How to invest in INDEX FUND


The way to invest in INDEX FUNDS is very simple, you cannot buy direct index, to invest in index you can invest in INDEX FUNDS of any mutual fund company.

Like – UTI MUTUAL FUND, SBI MUTUAL FUND, NIFTY INDEX FUNDS of HDFC, ICICI etc.

You can buy DIRECT PLAN from regular plan or from their website from these company's office, you should buy DIRECT PLAN only.

Apart from this, you will also have the option of growth and dividend pay out, in which you should choose the growth option.

And apart from this you have the option whether you have to invest Lump Sum or SIP, so according to us you should invest SIP.

And in this way, if you invest in an index fund like an index fund, then invest Rs 500 every month for the next 40 years, and in the last 35 years, SENSEX has given a profit of 17% CAGR, the same profit If you get even further, then after 40 years you will have a deposit of Rs 500 every month i.e. the total amount you will get on your investment of 2 lakh 40 thousand – about 2 crore 5 lakh.

How to take advantage of investing in INDEX FUNDS


To benefit from investing in INDEX FUNDS, you should first think about long term investment, and by long term we mean at least 15 years or more than 20 years, 25 years, 30 years or sometimes 40 years.

Because in a short time (SHORT TERM) i.e. in less than 10 years, you get to see a lot of fluctuations in the index of the stock market, and in such a situation if you invest in index funds for less than 10 years then it can happen. you don't get much profit.

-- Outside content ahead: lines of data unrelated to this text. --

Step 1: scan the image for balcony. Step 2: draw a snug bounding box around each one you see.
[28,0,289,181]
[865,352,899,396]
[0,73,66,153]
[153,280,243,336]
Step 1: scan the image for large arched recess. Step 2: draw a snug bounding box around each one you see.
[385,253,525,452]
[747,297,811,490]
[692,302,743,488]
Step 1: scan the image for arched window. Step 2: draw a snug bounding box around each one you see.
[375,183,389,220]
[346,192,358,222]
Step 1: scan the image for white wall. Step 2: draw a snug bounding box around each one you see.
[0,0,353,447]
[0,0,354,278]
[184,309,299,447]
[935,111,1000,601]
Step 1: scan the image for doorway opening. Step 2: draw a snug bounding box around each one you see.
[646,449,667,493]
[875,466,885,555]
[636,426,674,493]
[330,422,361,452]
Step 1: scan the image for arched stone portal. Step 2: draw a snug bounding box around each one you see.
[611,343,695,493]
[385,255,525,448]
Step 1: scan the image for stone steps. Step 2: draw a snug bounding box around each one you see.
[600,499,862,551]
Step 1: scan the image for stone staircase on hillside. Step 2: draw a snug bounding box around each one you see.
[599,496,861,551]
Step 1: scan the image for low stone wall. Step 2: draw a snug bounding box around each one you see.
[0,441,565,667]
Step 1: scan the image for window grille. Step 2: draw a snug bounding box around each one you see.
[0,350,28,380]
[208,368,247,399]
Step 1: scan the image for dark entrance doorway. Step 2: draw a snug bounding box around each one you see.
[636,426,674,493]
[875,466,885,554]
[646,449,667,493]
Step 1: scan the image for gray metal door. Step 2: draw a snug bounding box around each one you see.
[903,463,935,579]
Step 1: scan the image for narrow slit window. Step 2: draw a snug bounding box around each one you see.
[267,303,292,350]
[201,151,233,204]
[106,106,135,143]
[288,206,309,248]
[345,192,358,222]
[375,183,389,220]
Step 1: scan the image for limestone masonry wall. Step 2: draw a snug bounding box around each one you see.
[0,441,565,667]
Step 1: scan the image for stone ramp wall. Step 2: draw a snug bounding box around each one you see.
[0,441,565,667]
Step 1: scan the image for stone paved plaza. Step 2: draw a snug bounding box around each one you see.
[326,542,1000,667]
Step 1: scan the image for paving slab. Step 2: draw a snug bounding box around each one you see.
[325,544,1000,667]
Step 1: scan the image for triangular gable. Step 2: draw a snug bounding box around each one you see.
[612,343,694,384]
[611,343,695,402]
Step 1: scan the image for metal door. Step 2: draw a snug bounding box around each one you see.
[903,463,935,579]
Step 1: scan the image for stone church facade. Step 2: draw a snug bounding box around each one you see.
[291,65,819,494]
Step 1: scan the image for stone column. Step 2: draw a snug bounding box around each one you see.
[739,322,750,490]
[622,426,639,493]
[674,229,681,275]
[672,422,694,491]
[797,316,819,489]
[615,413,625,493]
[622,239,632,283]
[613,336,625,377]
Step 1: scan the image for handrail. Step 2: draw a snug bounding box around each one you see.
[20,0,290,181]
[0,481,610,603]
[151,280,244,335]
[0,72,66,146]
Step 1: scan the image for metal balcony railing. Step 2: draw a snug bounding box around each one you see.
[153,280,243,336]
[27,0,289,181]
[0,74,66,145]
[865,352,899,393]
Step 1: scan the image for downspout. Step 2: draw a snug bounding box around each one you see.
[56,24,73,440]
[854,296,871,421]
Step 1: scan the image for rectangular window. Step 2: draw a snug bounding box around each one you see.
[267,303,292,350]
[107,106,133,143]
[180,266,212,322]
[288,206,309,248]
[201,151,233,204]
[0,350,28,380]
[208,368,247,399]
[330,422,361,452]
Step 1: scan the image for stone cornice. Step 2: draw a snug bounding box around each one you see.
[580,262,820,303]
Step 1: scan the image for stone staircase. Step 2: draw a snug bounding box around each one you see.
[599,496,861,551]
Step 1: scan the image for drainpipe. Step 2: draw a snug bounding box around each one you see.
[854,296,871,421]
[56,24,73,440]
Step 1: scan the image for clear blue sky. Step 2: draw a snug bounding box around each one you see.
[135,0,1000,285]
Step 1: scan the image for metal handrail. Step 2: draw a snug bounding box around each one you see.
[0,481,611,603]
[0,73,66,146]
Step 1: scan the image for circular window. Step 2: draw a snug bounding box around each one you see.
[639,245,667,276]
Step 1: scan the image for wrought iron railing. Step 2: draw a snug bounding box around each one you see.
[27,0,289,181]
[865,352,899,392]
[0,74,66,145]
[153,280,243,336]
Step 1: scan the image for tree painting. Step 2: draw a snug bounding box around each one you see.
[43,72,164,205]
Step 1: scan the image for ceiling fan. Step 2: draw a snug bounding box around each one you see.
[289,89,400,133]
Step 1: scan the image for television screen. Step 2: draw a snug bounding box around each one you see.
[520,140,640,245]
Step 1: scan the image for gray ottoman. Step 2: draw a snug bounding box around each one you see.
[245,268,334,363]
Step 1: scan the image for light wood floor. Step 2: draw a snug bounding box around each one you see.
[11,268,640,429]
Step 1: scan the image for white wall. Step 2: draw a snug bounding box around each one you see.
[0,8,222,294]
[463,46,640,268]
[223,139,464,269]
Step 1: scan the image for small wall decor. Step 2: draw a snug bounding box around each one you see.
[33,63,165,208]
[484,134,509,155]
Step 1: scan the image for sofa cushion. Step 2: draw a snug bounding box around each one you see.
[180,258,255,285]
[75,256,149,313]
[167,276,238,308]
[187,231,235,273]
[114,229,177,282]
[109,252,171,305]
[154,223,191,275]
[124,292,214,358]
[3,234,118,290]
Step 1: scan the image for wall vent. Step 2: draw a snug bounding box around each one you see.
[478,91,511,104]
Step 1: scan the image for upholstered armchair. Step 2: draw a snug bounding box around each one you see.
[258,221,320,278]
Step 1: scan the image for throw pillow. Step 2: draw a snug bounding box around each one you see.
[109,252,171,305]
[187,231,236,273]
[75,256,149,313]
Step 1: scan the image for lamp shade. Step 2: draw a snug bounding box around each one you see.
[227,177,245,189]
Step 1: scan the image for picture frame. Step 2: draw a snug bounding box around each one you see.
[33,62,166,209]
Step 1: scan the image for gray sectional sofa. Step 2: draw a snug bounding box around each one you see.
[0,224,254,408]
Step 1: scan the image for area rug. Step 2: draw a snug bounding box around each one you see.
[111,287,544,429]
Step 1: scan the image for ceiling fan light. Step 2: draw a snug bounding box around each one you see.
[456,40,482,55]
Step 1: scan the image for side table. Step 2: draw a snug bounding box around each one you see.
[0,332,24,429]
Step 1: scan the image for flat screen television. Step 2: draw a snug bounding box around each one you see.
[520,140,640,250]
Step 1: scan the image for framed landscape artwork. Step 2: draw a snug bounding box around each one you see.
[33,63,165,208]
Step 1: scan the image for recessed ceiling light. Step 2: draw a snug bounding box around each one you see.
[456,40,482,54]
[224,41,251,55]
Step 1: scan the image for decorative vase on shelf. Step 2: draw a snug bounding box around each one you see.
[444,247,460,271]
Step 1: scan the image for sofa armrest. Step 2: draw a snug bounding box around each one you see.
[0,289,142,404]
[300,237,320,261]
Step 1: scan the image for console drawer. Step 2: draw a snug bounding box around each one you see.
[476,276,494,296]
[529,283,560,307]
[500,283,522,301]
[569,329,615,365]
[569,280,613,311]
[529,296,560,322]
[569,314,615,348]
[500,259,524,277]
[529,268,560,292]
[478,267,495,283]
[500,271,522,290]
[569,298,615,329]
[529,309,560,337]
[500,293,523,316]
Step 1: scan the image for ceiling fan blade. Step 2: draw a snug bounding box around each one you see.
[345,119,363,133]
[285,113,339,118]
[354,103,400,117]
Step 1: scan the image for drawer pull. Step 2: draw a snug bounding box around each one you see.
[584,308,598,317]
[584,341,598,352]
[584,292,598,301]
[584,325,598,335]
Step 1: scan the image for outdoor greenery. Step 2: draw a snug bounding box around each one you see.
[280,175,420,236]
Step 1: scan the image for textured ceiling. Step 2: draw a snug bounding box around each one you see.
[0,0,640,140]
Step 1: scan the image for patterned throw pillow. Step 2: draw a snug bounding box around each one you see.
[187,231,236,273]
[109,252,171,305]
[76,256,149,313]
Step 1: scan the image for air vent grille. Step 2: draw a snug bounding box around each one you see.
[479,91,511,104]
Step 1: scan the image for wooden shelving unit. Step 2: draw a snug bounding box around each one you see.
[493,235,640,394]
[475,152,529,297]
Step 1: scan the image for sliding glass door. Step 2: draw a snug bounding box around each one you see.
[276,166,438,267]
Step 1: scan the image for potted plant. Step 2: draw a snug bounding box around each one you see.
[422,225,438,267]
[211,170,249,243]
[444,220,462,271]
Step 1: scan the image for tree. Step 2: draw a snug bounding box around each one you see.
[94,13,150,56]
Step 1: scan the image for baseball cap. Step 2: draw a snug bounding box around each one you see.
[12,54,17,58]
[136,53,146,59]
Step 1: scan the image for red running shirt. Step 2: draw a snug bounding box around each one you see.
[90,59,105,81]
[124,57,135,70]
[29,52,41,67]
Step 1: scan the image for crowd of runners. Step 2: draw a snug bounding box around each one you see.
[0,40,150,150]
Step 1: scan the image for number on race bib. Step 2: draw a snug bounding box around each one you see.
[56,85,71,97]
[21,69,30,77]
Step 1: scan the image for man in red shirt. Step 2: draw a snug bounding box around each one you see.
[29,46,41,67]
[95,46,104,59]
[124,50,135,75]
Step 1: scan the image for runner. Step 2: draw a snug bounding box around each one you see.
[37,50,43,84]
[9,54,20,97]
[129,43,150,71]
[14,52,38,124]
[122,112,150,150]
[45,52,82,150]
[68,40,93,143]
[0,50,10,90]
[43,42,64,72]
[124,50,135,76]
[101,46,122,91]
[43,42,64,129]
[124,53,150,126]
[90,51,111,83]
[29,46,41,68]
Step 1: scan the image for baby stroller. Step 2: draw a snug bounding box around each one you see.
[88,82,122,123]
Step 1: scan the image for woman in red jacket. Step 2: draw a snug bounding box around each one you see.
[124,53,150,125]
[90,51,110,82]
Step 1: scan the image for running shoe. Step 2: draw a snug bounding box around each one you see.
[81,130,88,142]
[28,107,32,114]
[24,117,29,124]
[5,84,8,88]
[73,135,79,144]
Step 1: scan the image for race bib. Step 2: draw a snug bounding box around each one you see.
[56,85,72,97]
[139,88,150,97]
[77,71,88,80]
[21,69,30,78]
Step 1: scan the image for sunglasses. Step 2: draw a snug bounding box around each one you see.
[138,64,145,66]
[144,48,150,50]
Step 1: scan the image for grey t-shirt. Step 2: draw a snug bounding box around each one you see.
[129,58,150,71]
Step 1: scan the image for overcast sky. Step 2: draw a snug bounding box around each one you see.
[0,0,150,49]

But like the Sensex which was at 100 points in 1980, today it has reached 35000 in 2018, but in the meantime it has reached here today after a lot of ups and downs in the short term.

That is, if anyone had invested 100 rupees in SENSEX INDEX FUNDS in 1980, then today its price would have been around 35 thousand rupees, and this is the reason why you should think about long term investment in index funds, so that POWER on your investment Take advantage of OF COMPOUNDING and the short term fluctuations of the market should not have any significant impact on your investment.